Originally Posted by**jacs**

Call side $\displaystyle AB=CD=x$ for $\displaystyle x>0$.

Then, $\displaystyle AD=BC=9/x$. (Becasue the area is 9).

But, $\displaystyle BD=\sqrt{CD^2+BC^2}$ by pythagorean theorem. Thus,

$\displaystyle BD=\sqrt{x^2+\frac{81}{x^2}$

Thus,

$\displaystyle BD=\sqrt{\frac{x^4+81}{x^2}}$

Thus,

$\displaystyle BD=\frac{\sqrt{x^4+81}}{\sqrt{x^2}}$

But, $\displaystyle \sqrt{x^2}=|x|=x$ because $\displaystyle x>0$.

Thus,

$\displaystyle BD=\frac{\sqrt{x^4+81}}{x}$

Thus, $\displaystyle L=x+\frac{\sqrt{x^4+81}}{x}$

This answers the first part.

Define a function $\displaystyle f(x)=x+\frac{\sqrt{x^4+81}}{x}$ $\displaystyle x>0$and attempt to find its minimum value.
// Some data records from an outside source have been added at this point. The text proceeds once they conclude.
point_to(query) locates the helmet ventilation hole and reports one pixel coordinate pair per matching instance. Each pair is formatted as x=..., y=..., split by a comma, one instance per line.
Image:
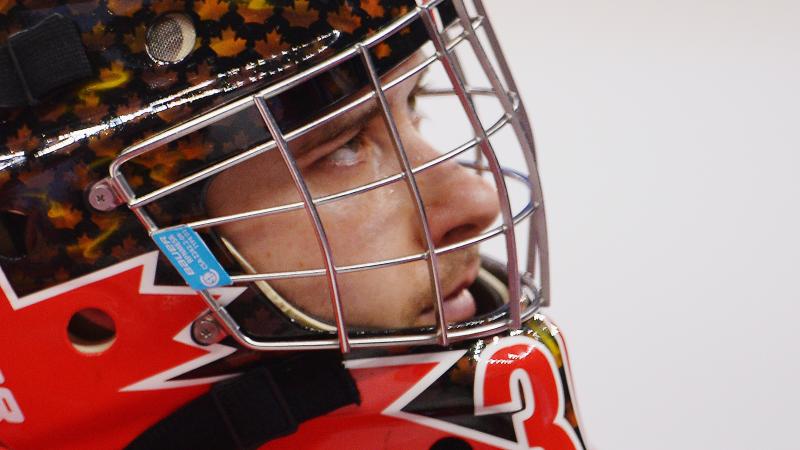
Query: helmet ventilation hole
x=171, y=38
x=91, y=331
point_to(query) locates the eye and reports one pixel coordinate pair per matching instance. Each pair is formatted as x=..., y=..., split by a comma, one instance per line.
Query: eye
x=344, y=156
x=348, y=155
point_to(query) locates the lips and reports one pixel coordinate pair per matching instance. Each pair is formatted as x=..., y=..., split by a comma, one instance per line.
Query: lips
x=458, y=304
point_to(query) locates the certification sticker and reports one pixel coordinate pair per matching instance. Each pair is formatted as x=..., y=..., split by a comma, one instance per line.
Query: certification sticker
x=190, y=255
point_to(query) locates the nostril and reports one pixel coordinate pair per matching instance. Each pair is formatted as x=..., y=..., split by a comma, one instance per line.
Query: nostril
x=459, y=234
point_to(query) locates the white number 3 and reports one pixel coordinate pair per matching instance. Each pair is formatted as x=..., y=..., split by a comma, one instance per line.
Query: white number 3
x=9, y=408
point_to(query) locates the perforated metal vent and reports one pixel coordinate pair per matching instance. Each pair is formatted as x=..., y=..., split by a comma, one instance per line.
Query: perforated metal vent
x=171, y=38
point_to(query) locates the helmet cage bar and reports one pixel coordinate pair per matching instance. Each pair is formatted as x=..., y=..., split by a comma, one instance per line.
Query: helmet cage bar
x=457, y=80
x=521, y=215
x=472, y=143
x=397, y=143
x=537, y=242
x=238, y=106
x=512, y=107
x=311, y=209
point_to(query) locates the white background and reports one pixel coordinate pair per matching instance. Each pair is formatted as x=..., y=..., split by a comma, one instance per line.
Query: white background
x=667, y=134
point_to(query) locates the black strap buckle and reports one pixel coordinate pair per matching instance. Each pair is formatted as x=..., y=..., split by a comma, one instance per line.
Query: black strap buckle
x=37, y=61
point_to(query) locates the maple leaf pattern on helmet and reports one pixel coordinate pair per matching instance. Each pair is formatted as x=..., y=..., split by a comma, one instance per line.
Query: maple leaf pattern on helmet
x=272, y=45
x=212, y=9
x=136, y=41
x=228, y=44
x=97, y=38
x=372, y=7
x=165, y=6
x=344, y=19
x=383, y=50
x=124, y=102
x=63, y=216
x=125, y=8
x=24, y=140
x=300, y=14
x=255, y=11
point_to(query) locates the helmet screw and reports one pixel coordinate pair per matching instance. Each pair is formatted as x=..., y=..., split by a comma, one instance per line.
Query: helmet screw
x=206, y=330
x=102, y=196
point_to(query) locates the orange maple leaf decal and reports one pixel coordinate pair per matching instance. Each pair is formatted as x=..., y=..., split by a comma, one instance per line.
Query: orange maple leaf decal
x=344, y=19
x=272, y=45
x=136, y=40
x=124, y=7
x=212, y=9
x=256, y=11
x=97, y=38
x=372, y=7
x=300, y=14
x=63, y=216
x=229, y=44
x=86, y=249
x=90, y=108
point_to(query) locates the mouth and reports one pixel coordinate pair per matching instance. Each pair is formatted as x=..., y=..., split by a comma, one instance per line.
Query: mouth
x=458, y=304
This is done by taking the derivative of $\displaystyle f(x)$

Thus,

$\displaystyle f'(x)=1+\frac{(1/2)(4x^3)(x^4+81)^{-1/2}(x)-(x^4+81)^{1/2}(1)}{x^2}$

Simplify this mess,

$\displaystyle f'(x)=1+2\frac{x^2}{\sqrt{x^4+81}}-\frac{\sqrt{x^4+81}}{x^2}$

For simplicity sake let $\displaystyle z=\frac{x^2}{\sqrt{x^4+81}}$ thus,

$\displaystyle f'(x)=1+2z-\frac{1}{z}$

Now find the critical points (points where there is no deriviative or when it is zero). Since the derivative exists everywhere we find where it is zero, thus,

$\displaystyle f'(x)=0$

Thus,

$\displaystyle 1+2z-\frac{1}{z}=0$

Solve this quadradic,

$\displaystyle z+2z^2-1=0$

Thus, $\displaystyle z=-1,1/2$

But $\displaystyle z=\frac{x^2}{\sqrt{x^4+81}}>0$ thus,

$\displaystyle z=1/2$ as the only critical point.

Thus,

$\displaystyle \frac{x^2}{\sqrt{x^4+81}}=1/2$

Thus (squaring),

$\displaystyle \frac{x^4}{x^4+81}=\frac{1}{4}$

Thus,

$\displaystyle 4x^4=x^4+81$

Thus,

$\displaystyle 3x^4=81$

Thus, ($\displaystyle x>0$)

$\displaystyle x=\sqrt[4]{27}$.

Now we*prove*that $\displaystyle x=\sqrt[4]{27}$ is the minimum. We use the first-derivative test (there is no way I am going to use the second-derivative test :) )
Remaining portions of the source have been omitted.